Also this white light can be mixed with the red, blue and green light, that is filtered thru the other segments of the color wheel, to boost the brightness for lighter shades of the non-white colors. However, when any heavily saturated colors need to be displayed they will appear dark, or even very dark, as compared to the whites and lighter shades.
Some industry members created a second measure for brightness called "Color Brightness" where the brightness of fully saturated red, blue and green are measured then their brightness values are added to together. With 3-chip projectors (all 3LCD, LCoS and many high end DLP projectors) the color brightness will equal the white brightness. This is also true for single chip DLP projectors that do not use a clear segment in their color wheel.
The IN126STa uses a clear segment in its color wheel and when operating in its brightest picture mode, called "Bright", I measured the color brightness to be only about 30% as bright as the white brightness value shown in the table above. Thus, while this is a (approx.) 3000 lumen projector when white lumens are used as the basis for the brightness rating, it would be only offer about 1000 lumens when color brightness is used as the basis.
For the Video Picture Quality discussed in the previous section of this review, I used the "User" Picture Mode and among the adjustments made, I reduced the "White Intensity" adjustment to its minimum value as this reduces the level of white light being used to produce the projected image. This, along with a very small reduction in the Contrast setting that was made to prevent clipping of near white levels, reduced the brightness to 820 white lumens for this picture mode.
Note: The InFocus IN126STa has the default setting for White Intensity at the maximum for the brightest preset picture modes, but at a mid-level setting as the default for the best out-of-the-box preset picture modes. With these reduced settings less white light is being used, but further improvements in picture accuracy can be achieved by reducing the White Intensity setting to its minimum value.
Using a clear segment to provide boosted white levels, can be useful for some business or classroom applications where maximum brightness is needed to overcome room lighting while having accurate colors are not essential. The alternative of reducing or eliminating the use of the white light on single chip DLP projectors will produce a more accurate picture, but at the penalty of less brightness for whites and lighter shades.
For more information on the topic see our video on Color Brightness - HERE.
As noted in the previous section of this review, the IN126STa has excellent contrast for this class of business/education projector. As with other projectors we have reviewed, the manufacturer's specified contrast ratio frequently has little connection to the real world contrast performance of the projector.
Like many other business/classroom projectors, the IN126STa has a feature that when turned on will dim the lamp when dark or black images are being displayed. However, this dimming does not happen fast enough to be of any real would use when projecting videos and even for presentations/still images it doesn't improve the displayed images. Rather it's more of a power saving feature that perhaps will also extend the life of the lamp.

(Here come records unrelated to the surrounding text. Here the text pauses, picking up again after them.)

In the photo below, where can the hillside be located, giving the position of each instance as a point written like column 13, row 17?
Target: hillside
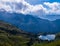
column 12, row 36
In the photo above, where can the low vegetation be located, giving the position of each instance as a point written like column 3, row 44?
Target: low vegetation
column 12, row 36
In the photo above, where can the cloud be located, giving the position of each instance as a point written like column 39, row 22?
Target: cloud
column 21, row 6
column 54, row 8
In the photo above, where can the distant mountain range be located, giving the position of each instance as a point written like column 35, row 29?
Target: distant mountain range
column 31, row 23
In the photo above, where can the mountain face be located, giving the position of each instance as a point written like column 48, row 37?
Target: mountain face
column 30, row 23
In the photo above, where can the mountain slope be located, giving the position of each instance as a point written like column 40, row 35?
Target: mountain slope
column 29, row 23
column 12, row 36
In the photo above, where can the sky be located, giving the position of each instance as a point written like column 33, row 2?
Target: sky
column 33, row 7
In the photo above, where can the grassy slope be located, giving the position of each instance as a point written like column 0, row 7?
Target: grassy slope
column 12, row 36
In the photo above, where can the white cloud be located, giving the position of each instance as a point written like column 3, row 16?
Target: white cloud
column 54, row 8
column 21, row 6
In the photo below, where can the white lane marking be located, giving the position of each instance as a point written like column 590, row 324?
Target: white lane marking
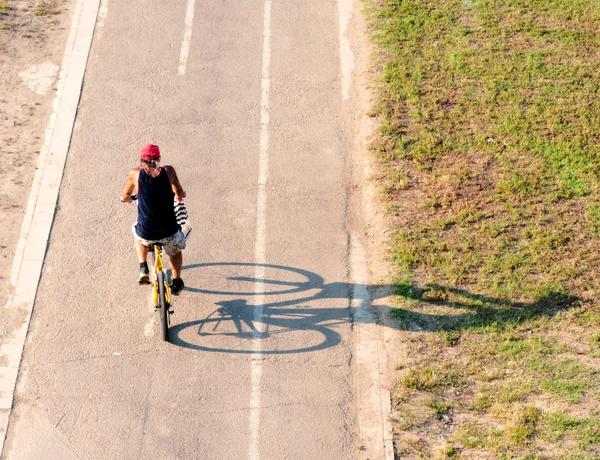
column 344, row 14
column 39, row 215
column 260, row 255
column 187, row 37
column 103, row 13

When this feature is present on a projector the manufacturer will usually calculate the contrast ratio by measuring the maximum brightness for a full white image then measure minimum light output when displaying a full black image with the lamp dimming activated.
For a more real world assessment of the contrast ratio of the IN126STa, I turned off the lamp dimming and measured the contrast ratio in Bright Picture Mode where the result was a very respectable ~ 2500:1. This is 5 to 10 times better than what is typical for 3LCD business/education projectors and even 2 times higher what I recently measured for a LCoS based business projector. Among DLP based business/education projectors, this is a better than average result.
We do not measure the audible noise levels produced by the projectors being reviewed. The InFocus IN126STa is specified to produce a noise level of 32 dB in high lamp mode and 30 dB in Eco mode. These values are a reasonably low for this class of projector. While the noise level, especially with the lamp operating in high mode, is certainly very audible in a quiet room, but is not loud enough prove distracting when this projector is being used in the intended business or classroom environment. I would note that the high lamp mode produces a noise level comparable to some home theater projectors, when such projectors are operating in their normal/high lamp mode. Changing to the “Eco” mode resulted in a noticeable decrease in noise level, but still audible in a quite room.